Bila kemudian yang masuk ke dalam pikiran mereka adalah pungutan, Tapera dianggap sebagai beban dibandingkan solusi.
Oleh REDAKSI
Begitu informasi tentang Tabungan Perumahan Rakyat (Tapera) muncul, publik langsung merespons negatif rencana pemerintah ini.
Rencana pemerintah memotong gaji setiap pekerja di sektor formal untuk pelaksanaan Tabungan Perumahan Rakyat (Tapera) ramai menjadi perbincangan warga di berbagai ruang publik.
Jika sebelumnya kepesertaan atau kewajiban pemotongan upah untuk Tapera baru menyasar pegawai negeri sipil, kini muncul kewajiban perluasan kepesertaan Tapera ke penerima upah alias pegawai atau karyawan swasta serta BUMN/BUMD/BUMDes, TNI/Polri. Presiden Jokowi meluncurkan Program Satu Juta Rumah pada 29 April 2015 di Ungaran, Semarang, Jawa Tengah. Menjadi salah satu program strategis nasional, program ini dimaksudkan untuk mengatasi tantangan kesenjangan antara kebutuhan rumah dan pasokan rumah atau backlog di Indonesia (Kompas.id, 28/4/2024).
Pemerintah tentu mempunyai alasan untuk memberlakukan kebijakan ini. Niatnya baik di tengah kesulitan sejumlah orang dan generasi baru untuk mendapatkan rumah.
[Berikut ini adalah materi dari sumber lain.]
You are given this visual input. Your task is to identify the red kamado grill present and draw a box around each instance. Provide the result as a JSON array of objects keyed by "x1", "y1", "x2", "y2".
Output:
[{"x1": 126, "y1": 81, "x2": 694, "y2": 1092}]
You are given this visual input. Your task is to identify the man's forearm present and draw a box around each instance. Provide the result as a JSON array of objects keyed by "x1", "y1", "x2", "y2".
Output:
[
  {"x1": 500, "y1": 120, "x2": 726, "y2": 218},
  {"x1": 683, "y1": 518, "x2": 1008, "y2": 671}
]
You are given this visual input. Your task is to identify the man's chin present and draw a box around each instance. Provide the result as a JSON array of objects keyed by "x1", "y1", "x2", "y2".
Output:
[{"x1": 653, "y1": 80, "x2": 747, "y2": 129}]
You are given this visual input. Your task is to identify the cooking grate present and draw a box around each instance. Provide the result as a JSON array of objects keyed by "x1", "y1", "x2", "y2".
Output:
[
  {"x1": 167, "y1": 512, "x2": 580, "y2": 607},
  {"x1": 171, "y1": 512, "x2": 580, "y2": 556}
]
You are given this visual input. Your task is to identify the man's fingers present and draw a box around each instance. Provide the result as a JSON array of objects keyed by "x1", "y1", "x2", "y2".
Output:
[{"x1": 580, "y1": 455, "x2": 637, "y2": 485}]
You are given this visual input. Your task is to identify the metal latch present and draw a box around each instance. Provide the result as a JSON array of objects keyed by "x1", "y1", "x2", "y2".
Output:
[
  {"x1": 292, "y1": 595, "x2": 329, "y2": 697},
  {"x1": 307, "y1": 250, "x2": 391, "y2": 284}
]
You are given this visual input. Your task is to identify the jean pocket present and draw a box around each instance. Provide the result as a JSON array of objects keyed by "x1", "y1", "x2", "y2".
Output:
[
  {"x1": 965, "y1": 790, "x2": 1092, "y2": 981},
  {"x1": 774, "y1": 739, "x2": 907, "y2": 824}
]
Akan tetapi, respons publik berkebalikan. Mereka langsung menangkap dampak yang akan menimpa mereka, bukan keuntungan yang akan didapat. Masyarakat melihat pungutan yang bakal diberlakukan akan membebani mereka. Respons seperti ini wajar karena mereka tak sedikit yang sedang tertimpa masalah, seperti kenaikan harga kebutuhan pokok dan kesulitan mendapatkan pekerjaaan.
Lebih jauh, masalah ini direspons buruk oleh publik karena kepercayaan mereka terhadap program-program pungutan sejenis yang niatnya baik tetapi tak sedikit yang diselewengkan. Konteks seperti ini jamak di masyarakat. Mereka sudah lama merasa bahwa program yang berbasis pungutan kerap tidak memberi manfaat bagi mereka. Oleh karena itu, sangat wajar program Tapera tidak direspons dengan baik. Masyarakat sudah telanjur kecewa.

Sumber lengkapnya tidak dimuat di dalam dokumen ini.